In hearing from Greg, Hesh & Jelle, you've heard from industry heavyweights. I'm sure you'll hear from other heavy hitters too. You're in good hands :)

Have a GREAT week, man :)

The comment about the fractions was just me thinking out loud...I do that. :)

I did the same thing with the fractions, Paul. Didn't type it but I did talk to the screen... but then I do that a lot anyway. 

Do you think it might be the plastic cover on the Elixir strings that keeps down the buzzing? I know it's thin because I've used them in the past (just got tired of paying for them) and wouldn't have much effect if it was that but I'm just curious.

Hi Pim, welcome!

Is there a gap between the heel of the neck and the sides of the guitar?
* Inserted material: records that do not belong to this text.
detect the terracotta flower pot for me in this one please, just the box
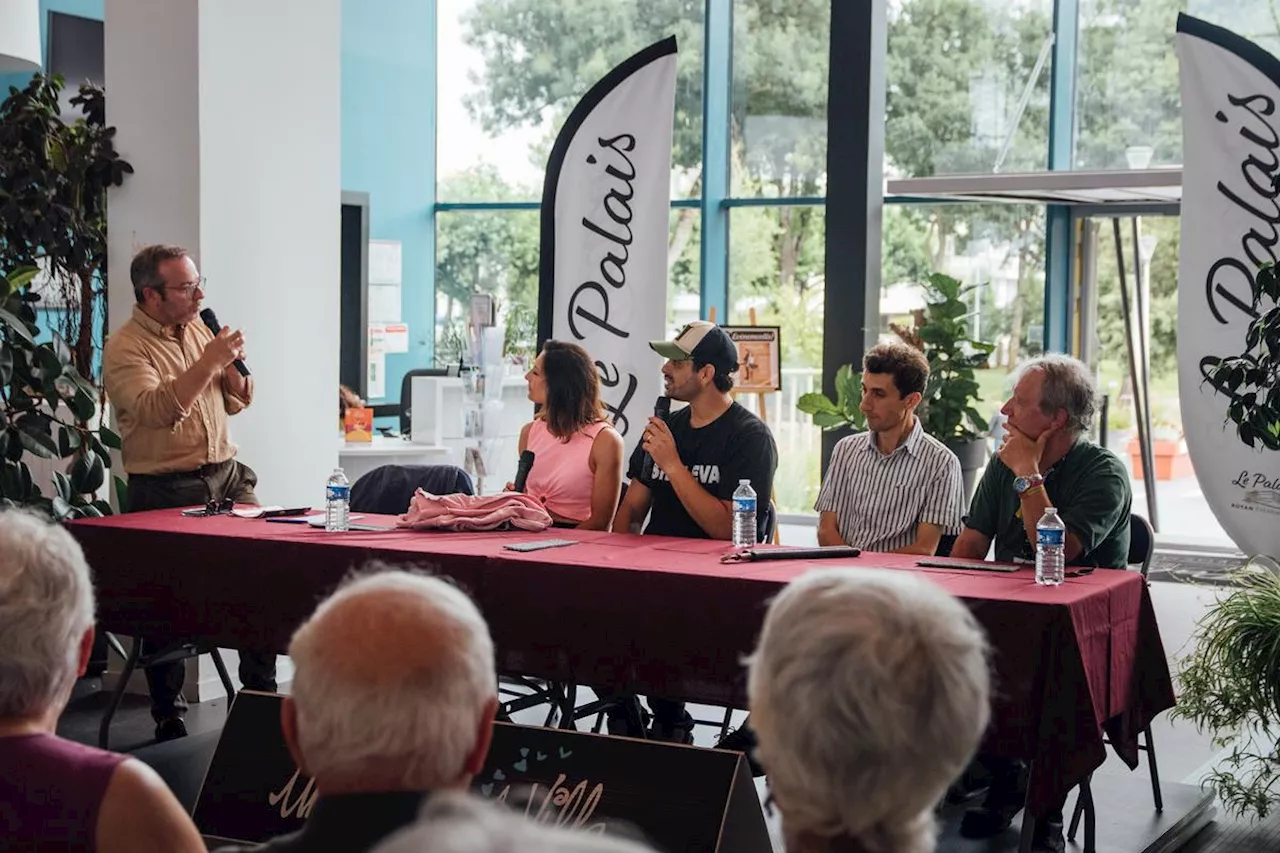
[1127,437,1194,481]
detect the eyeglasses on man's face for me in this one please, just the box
[155,276,207,296]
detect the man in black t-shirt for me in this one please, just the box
[607,321,778,742]
[614,321,777,541]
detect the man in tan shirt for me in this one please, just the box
[102,244,276,741]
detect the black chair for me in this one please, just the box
[936,533,958,557]
[370,368,453,437]
[1067,513,1161,850]
[349,463,475,515]
[759,500,777,545]
[98,636,235,749]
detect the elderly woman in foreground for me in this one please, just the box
[0,509,204,853]
[747,569,991,853]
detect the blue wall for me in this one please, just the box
[340,0,436,404]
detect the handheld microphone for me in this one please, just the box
[642,396,672,480]
[513,450,536,492]
[199,308,251,377]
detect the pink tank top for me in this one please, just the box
[0,733,127,852]
[524,419,611,523]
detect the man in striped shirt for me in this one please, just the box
[815,342,964,554]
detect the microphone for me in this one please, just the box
[513,450,536,492]
[642,396,671,480]
[199,308,251,377]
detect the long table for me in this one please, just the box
[68,510,1175,816]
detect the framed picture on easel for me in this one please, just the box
[723,325,782,393]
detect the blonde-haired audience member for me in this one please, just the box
[747,569,991,853]
[0,509,205,853]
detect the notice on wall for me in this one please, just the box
[369,283,401,323]
[369,322,409,355]
[368,240,402,285]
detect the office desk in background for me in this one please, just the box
[337,435,452,483]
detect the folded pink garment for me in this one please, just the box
[397,490,553,532]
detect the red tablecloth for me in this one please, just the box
[68,510,1174,813]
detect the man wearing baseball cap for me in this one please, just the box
[610,320,778,742]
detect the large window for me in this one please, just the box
[730,0,829,198]
[885,0,1053,178]
[1075,0,1280,171]
[728,205,825,514]
[881,203,1047,428]
[437,0,705,202]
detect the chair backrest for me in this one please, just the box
[350,464,475,515]
[758,501,777,544]
[1128,513,1154,579]
[936,533,958,557]
[399,368,451,436]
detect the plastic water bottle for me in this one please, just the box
[1035,507,1066,586]
[732,479,757,548]
[325,468,350,532]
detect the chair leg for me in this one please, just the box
[1068,786,1085,841]
[1144,726,1164,812]
[718,706,735,740]
[557,683,579,730]
[210,649,237,706]
[104,632,129,661]
[99,637,143,749]
[1081,776,1097,853]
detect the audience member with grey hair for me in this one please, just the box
[0,509,204,853]
[746,568,990,853]
[216,566,499,853]
[372,791,658,853]
[951,352,1132,852]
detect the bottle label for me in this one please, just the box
[1036,527,1064,546]
[734,497,756,514]
[327,484,350,501]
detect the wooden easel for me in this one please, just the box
[709,307,781,545]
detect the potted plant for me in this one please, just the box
[1174,559,1280,820]
[1,265,124,518]
[0,74,133,383]
[795,363,867,434]
[894,272,995,498]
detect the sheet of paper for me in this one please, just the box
[369,240,402,285]
[382,322,409,353]
[367,351,385,398]
[369,282,401,322]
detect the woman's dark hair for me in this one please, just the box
[542,340,604,439]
The straightedge test is a good way to help someone visualize the concept of the fret tops and bridge top as being in the same plane.  In practice, it's not the best way to check the ante because some tongue rise can throw off the measurement.  Instead, I adjust a neck straight (from nut to 12th fret) then compare the action at 12th to the amount of saddle protrusion.

A reset is a fun and rewarding project although it is a challenging repair, especially for a beginner.  The mortise and tenon joint is more straightforward than a dovetail so it would be a good first Martin to reset.  

Here is my martin mortise and tenon routine:

http://fingerlakesguitarrepair.com/martin-mortise-and-tenon-neck-re...

This article goes into the details of the math:

http://fingerlakesguitarrepair.com/taylor-neck-reset/

Thanks Nathan!

There is no gap between the neck and te side of the guitar. On one side of the heel (on the fb side) there seems to be a REALLY small gap, but I can't even get my thinnest feeler gage in there. If it is a gap, it's no wider than 1/16".

How do I compare the action at the 12th fret to the amount of saddle protrusion? I don't get the saddle protrusion part. The saddle protrusion is 2mm (0.0787") at the 6th string. 

The routine and article look interesting, thanks for that. I really hope I'll be able to find somebody in The Netherlands who can "walk me through" the more serious repairs. 

By saddle protrusion, I'm referring to how much saddle is sticking up above the bridge at the 6th string.  

For example: if your saddle protrusion is 1/32, your action is 4/32" and you want your action to be 3/32" then you need to cut down the saddle by 1/16" which is twice the desired change at the 12th fret.  That is not possible in this scenario because the saddle is already as low as it can go so you would therefore need a neck reset (or maybe plane down the bridge to allow for more saddle protrusion on a cheap guitar) in order to lower the action.